Just thinking out loud here. Interesting topic.

RE: why do humans cling to fear?
Answer
11/2/15 12:54 PM as a reply to This Good Self.
C C C:


Do we create everything with expectation? 
Yes, I suspect this is basically correct.  No matter how much people try to change their situation, you will notice even if they get out of one situation, often they will soon be in a similar situation with just some of the details changed.  The mind will draw a person back into the same dynamic over and over.  The only way to get out of it is to change your ways of thinking.  That way you can let yourself get drawn into new mistakes instead of the same old boring ones!  (kidding, at least somewhat)  ;-P

Fear itself is an interesting thing.  I don't say I have all the answers but I suspect fear is like a dynamic of thought that is close to other more liked dynamics like excitement.  If you feel fear, a subtle change of thinking can lead it to feel like excitement instead, which is considered a more preferred feeling.  Life would be dull without excitement!  And I think it's highly related to fear, I've had some success with dealing with fear and anxiety by shifting it over just a tad to the more preferred feeling of excitement.  I suspect that fear and excitement are so closely linked, perhaps 2 halves of the same coin, such that you can't get rid of one without getting rid of the other.  Perhaps fear is more like an unskillful rendition of the energy.  I have kind of noticed that anxious people are people with a lot of energy, running about doing this and that, trying to abate the feelings of anxiety, but it doesn't work, anxiety is still there.  The way to abate the feeling seems to be, either calm down which takes some of the fuel out of the anxiety, or change the way of thinking to make it just excitement, or both.  

There certainly seems to be an excess of fear in modern society most of which is unwarranted.  Perhaps a lot of it is trained habit since childhood inflating concerns over trivial things like if your hair gets static cling making you look 'bad' or whatever other millions of little things we are taught to worry about.  A child usually thinks static cling is interesting only, not cause for humiliation, so much of this is taught.  One classic way to sell product or ideas is to instill a fear in others and then offer the product as the way to prevent the problem you have created in their minds.  We see this on commercials and politics all the time, fear based advertising works and bit by bit, the entire society gets ensnared long term by its own short sighted tactics. 

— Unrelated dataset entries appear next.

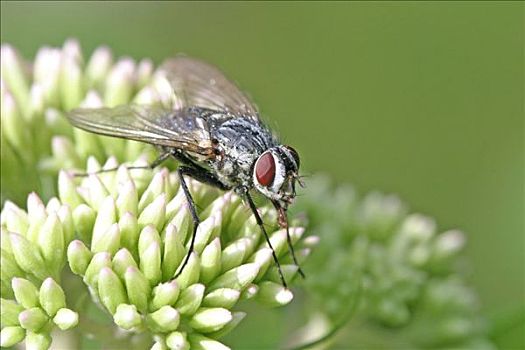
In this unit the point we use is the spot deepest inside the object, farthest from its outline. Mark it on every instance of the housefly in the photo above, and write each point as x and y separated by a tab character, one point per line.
215	132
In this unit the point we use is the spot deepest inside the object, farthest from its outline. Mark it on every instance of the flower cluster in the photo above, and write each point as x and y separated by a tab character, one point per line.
125	232
394	267
132	232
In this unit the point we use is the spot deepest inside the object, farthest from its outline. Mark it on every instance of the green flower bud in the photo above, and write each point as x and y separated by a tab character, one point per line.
11	310
11	335
273	294
121	261
190	299
250	291
8	267
38	341
211	261
68	227
173	252
33	319
98	262
14	218
27	256
154	213
208	320
150	263
127	200
52	297
234	254
51	242
200	342
222	297
190	274
106	217
263	258
26	293
119	83
110	289
165	319
237	278
67	190
177	341
289	272
109	242
84	219
79	257
129	233
65	319
14	75
71	91
127	317
207	228
98	66
156	187
138	288
148	235
164	294
237	317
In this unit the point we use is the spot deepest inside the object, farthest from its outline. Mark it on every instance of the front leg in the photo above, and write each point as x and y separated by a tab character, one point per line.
201	175
259	221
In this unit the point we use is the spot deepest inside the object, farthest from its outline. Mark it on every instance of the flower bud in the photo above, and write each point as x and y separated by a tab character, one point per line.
127	317
109	242
154	213
190	299
11	310
65	319
37	341
208	320
110	289
11	335
190	274
164	294
178	341
173	252
26	294
78	256
237	278
150	263
273	294
27	256
52	297
165	319
211	261
97	263
33	319
84	219
201	342
138	288
222	297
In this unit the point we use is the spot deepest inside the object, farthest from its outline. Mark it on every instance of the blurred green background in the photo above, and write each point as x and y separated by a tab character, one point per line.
420	99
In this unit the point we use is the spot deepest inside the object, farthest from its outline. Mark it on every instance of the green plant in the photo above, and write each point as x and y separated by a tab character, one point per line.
95	256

The emotions are strange things, but beyond just fear, which does seem to be one of the primary influences, the other thing I've noticed is that change seems to be for some reason hard.  I wonder if maybe it is because change threatens stability of the mind and so each change must be negotiated such that the stability of the mind is still maintained.  Things have to be shifted slowly to maintain the balance.  If an idea threatens the balance, it will tend to be rejected, the more the threat, the more vehement the rejection.  (Perhaps then, the way to successfully helping others woudl be to find a path of thought development that would cause  the least instability thus allowing it to move faster? )  Anyway, so what I think that all means is if someone has a strong belief system that they are not at fault for their situation, then even the suggestion that they might actually be responsible would be met with very strong opposition and mental rejection at the least.  Don't want to hear any of that airy fairy BS right?  ;-P
-Eva 

 

RE: why do humans cling to fear?
Answer
11/2/15 3:42 PM as a reply to This Good Self.
CCC:

And the new agers promote this and take it a step further.  Expecting to be attacked may well increase the likelihood of attack (to extend the gazelle allegory).  Expecting to be safe will increase the likelihood of actual safety.


There is caveat, which is that under the new age philosophy you are talking about (mental science- law of attraction), the entire world is one mind on a spectrum from consciousness to energy to form, and animals are just complex expressions WITHIN that process.  Only humans, however, are capable of individualized manifestation in the way you are talking about, because we are like mini-universes or mini versions of the one big mind, sort of an independent system within the system.  This is owing, most importantly, to the sentience/self-awareness that we are born with.

Do we create everything with expectation?


Once, again, talking within the mental science paradigm, we create everything through our subconscious (not our conscious thoughts), whose individual nature eventually goes deep enough to connect with a more collective unconscious.  At this level, there exist so-called 'ideas' or 'momentums' or 'energetic patterns' of the way things are, i.e. disease, poverty, the limitations of human society, etc.  The reason every new ager isn't walking around on water is that there each individual's experience is a combination of their individualized subconscious messaging system, which is then filtered through the limiting factors of the collective unconscious messaging system.  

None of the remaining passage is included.